Here are some of the views I've expressed on here over the years that sum up where I'm at:
- Shareholders are not "owners" of companies, either de jure or de facto, and have no inherent right to primacy in the governance of companies.
- Shareholders are also not generally effective "stewards" of companies, despite repeated public policy initiatives to encourage better oversight.
- Shareholder and other stakeholder interests within the firm can and do conflict - labour costs are an obvious area, but also worker representation on boards.
- "Responsible investment" (RI) in practice leans heavily towards G and E issues, and is generally very weak on labour/workplace issues.
- RI is shot through with class biases - i.e. far more interest in gender diversity at board level than equal rights and remuneration for women throughout companies.

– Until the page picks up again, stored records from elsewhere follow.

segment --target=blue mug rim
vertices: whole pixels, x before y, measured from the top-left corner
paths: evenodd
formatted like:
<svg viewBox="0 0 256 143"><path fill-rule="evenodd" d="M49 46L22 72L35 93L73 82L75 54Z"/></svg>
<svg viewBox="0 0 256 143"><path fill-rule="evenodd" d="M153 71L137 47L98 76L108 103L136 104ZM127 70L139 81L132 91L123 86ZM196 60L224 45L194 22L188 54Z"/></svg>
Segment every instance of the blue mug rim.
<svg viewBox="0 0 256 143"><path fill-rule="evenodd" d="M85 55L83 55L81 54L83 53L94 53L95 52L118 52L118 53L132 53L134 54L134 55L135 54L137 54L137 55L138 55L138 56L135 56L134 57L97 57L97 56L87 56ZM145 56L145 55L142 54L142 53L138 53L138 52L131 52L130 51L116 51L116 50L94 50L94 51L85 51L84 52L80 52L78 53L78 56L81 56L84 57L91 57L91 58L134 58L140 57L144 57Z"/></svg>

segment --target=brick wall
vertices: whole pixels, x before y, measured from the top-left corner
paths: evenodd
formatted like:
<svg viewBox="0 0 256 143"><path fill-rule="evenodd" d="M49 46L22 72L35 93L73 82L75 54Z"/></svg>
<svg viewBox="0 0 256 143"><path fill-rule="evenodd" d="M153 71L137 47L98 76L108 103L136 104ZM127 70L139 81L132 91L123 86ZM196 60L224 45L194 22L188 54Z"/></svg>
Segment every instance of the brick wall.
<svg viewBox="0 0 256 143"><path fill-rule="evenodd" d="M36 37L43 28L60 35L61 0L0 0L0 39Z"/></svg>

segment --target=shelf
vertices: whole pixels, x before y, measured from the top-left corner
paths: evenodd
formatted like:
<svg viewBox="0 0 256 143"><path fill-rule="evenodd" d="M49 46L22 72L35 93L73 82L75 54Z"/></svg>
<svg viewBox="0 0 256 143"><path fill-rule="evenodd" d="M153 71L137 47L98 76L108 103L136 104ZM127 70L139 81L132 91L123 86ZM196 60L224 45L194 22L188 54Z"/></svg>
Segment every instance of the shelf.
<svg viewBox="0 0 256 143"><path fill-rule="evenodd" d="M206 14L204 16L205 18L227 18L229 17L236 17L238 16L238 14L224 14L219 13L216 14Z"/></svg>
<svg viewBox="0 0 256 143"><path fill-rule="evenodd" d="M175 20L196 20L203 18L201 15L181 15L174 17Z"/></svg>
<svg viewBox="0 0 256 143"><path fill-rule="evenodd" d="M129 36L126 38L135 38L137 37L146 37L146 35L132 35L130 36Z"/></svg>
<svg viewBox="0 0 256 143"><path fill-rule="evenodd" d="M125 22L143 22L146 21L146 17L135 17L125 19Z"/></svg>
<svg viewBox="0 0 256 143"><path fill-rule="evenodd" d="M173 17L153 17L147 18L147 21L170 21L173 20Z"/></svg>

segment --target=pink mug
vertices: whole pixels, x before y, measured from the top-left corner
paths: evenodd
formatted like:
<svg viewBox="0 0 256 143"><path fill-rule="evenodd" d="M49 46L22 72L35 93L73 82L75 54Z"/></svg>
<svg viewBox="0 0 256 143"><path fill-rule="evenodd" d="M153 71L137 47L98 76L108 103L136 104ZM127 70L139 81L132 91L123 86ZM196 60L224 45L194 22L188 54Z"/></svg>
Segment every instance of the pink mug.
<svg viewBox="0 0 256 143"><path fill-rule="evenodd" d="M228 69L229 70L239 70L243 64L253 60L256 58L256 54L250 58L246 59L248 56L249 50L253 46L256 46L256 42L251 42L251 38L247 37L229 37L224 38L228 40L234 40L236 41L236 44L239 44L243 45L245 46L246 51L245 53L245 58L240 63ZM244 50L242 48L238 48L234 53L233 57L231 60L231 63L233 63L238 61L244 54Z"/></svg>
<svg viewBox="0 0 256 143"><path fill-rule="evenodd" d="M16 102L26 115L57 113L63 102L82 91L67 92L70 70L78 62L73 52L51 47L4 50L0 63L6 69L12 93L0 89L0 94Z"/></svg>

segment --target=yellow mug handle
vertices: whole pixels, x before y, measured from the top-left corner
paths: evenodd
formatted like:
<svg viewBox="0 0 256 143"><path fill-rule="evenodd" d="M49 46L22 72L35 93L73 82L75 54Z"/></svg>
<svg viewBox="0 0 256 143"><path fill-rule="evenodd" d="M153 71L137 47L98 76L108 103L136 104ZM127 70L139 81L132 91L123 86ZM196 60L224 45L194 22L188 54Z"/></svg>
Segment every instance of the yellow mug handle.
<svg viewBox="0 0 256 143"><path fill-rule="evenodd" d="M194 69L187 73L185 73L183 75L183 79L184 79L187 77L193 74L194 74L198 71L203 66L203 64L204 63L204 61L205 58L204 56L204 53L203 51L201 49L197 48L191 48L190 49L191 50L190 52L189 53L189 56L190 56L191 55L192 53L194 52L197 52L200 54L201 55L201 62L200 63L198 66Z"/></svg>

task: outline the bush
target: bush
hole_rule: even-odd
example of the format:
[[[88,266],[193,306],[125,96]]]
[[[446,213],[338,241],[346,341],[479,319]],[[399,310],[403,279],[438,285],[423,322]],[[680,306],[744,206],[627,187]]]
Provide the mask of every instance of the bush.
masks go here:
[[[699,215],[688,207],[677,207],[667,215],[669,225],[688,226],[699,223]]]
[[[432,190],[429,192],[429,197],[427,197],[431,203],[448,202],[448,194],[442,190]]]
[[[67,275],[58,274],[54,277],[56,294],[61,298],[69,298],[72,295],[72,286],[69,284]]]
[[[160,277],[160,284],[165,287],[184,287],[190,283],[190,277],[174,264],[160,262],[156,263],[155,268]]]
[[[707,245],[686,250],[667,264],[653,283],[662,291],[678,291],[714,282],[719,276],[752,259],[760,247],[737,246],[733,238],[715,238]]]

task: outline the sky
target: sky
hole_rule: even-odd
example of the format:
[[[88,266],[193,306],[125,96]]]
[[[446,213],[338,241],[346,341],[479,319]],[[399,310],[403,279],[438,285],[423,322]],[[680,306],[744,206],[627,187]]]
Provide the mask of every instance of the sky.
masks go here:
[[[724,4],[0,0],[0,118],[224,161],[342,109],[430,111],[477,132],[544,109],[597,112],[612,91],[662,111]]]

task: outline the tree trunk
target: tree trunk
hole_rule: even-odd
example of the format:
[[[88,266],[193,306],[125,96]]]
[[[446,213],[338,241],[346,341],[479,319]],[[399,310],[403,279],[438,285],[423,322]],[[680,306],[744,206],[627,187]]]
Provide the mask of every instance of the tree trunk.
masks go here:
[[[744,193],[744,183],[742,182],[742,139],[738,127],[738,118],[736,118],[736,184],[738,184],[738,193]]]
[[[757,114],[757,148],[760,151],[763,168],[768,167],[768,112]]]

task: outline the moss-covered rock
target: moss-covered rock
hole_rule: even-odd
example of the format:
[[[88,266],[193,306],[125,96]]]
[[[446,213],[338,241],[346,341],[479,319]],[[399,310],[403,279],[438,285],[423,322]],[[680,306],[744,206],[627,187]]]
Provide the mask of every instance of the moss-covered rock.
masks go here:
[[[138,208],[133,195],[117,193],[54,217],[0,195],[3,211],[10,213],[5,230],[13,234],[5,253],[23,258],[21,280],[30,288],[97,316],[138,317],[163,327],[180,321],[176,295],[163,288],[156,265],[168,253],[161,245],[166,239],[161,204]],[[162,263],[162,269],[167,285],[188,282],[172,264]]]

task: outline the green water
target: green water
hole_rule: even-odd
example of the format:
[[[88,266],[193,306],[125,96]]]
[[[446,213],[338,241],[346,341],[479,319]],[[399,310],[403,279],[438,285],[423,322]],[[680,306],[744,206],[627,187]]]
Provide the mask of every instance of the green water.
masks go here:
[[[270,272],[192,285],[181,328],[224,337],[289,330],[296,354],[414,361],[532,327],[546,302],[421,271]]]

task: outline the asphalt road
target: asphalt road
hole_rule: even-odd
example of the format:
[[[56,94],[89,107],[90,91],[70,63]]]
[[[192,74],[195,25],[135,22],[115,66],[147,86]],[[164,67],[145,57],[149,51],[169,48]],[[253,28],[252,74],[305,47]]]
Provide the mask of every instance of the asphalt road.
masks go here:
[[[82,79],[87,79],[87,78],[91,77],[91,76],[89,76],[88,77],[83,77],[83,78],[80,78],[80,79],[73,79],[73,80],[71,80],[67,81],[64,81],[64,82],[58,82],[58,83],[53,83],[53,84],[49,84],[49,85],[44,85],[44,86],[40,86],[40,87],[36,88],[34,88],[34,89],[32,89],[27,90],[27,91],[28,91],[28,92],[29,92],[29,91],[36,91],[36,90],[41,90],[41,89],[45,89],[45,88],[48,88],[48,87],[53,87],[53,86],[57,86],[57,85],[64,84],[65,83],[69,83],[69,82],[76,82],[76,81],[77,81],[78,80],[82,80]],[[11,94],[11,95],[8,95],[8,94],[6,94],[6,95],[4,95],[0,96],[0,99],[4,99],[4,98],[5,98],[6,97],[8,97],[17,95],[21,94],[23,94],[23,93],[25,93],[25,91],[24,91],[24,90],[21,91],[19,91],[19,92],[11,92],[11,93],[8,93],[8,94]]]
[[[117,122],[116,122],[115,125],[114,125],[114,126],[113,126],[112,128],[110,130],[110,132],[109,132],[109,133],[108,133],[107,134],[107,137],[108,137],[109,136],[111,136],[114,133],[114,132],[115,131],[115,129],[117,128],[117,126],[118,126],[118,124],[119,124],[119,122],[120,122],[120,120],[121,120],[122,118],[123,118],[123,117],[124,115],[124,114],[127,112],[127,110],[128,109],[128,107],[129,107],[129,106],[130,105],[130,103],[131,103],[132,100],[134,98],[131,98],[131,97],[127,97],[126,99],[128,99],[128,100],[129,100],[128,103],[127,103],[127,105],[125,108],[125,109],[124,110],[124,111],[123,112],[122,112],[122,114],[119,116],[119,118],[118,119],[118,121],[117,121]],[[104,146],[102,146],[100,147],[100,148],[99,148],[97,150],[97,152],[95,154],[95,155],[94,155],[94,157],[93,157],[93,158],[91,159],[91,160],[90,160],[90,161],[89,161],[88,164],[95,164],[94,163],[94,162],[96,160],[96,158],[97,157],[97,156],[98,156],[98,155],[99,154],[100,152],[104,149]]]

- The views and interests of beneficiaries are not meaningfully represented within the system, and the shift to "professionalise" trustee boards exacerbates this.
- A focus on disclosure, performance linkage and shareholder powers as a way to constrain executive pay has had very little success.
- The views of many ESG professionals on executive pay are to the Right of Conservative voters.
As someone who believes that conflict between interests both within the firm and within society is inevitable and desirable to some degree. I don't think any settlement lasts forever. But it does feel like the right time to on the one hand stop trying to reassert a model that is failing and on the on the other stop simply criticising that model in general terms. Instead we ought to be talking seriously about the outlines of what comes next.
So I'm going to start sketching out some initial thoughts. Here are my first two:
1. There should be an acceptance of the role of multiple stakeholders within the governance of the firm, not just shareholders.
I know many of us like to indulge the fiction that it's really the public that who are the shareholders, and therefore we're really arguing against ourselves. But in Actually Existing Corporate Governance a tiny minority of the public think of themselves as shareholders, while most people operating within large shareholding institutions do not act as if they represent the public interest. (I am doubtful if many of them even really think/act day-to-day that the money they manage and exert influence with belongs to other people.)
In reality power resides almost exclusively with asset managers, and most of the people with that power continue to advocate that shareholder interests come first.
This needs to end. Plenty of other successful economies have corporate models that do not place the role of shareholders above all others. Those of us in the UK that advocate for a different model are not plotting a deliberately destructive attack on the status quo to advance a political agenda, we just think the existing model has serious flaws and want to try something different.
Therefore lets have a proper discussion, involving all parties and giving equal weight to each (AUM figures won't count for anything here), about how we get from here to there.
2. Executive pay will have to be tackled politically to some degree.
Two things are obvious about executive pay - it's not going away as a political issue any time soon, and technical fixes of the kind offered by insider experts have been hopeless. It also remains the case that the people who have most control over the setting an approval of executive pay (board members, rem consultants, asset managers) have views that are well to the Right of public opinion, and even Conservative voters. I know many people in that milieu consider that public opinion is basically misinformed / "wrong". But, given that pretty much everyone else in society disagrees, surely it is time for a bit of self reflection.
Executive pay is reputationally corrosive for our economic system. Most people think the system is a swindle. But it's not just popular opinion. You can read just as much material as a rem consultant and reach the same judgment in an informed way. Trying to tackle executive pay through disclosure, performance linkage and shareholder power has taken none of the heat of the issue, and executive pay has continued to outstrip average earnings. It is not unreasonable to think this is unfair, and it is not unreasonable to questions executive pay in terms of whether relative rewards are fair (rather than just whether pay has been "earned" by performance).
It is simply not possible for shareholders to bring about the sorts of changes that society thinks are fair. Indeed, whilst most shareholders are inactive on the aspects of pay that the public finds most infuriating, saying "leave it to the shareholders" is only going to make the politics of pay worse. Therefore, institutional investors are going to have to accept that shareholder oversight is not the only game in town, and they are likely to play a smaller role in this issue in future (and some of them won't mind I think).
Disclosure of pay ratios is very obviously not going to be the end of the story.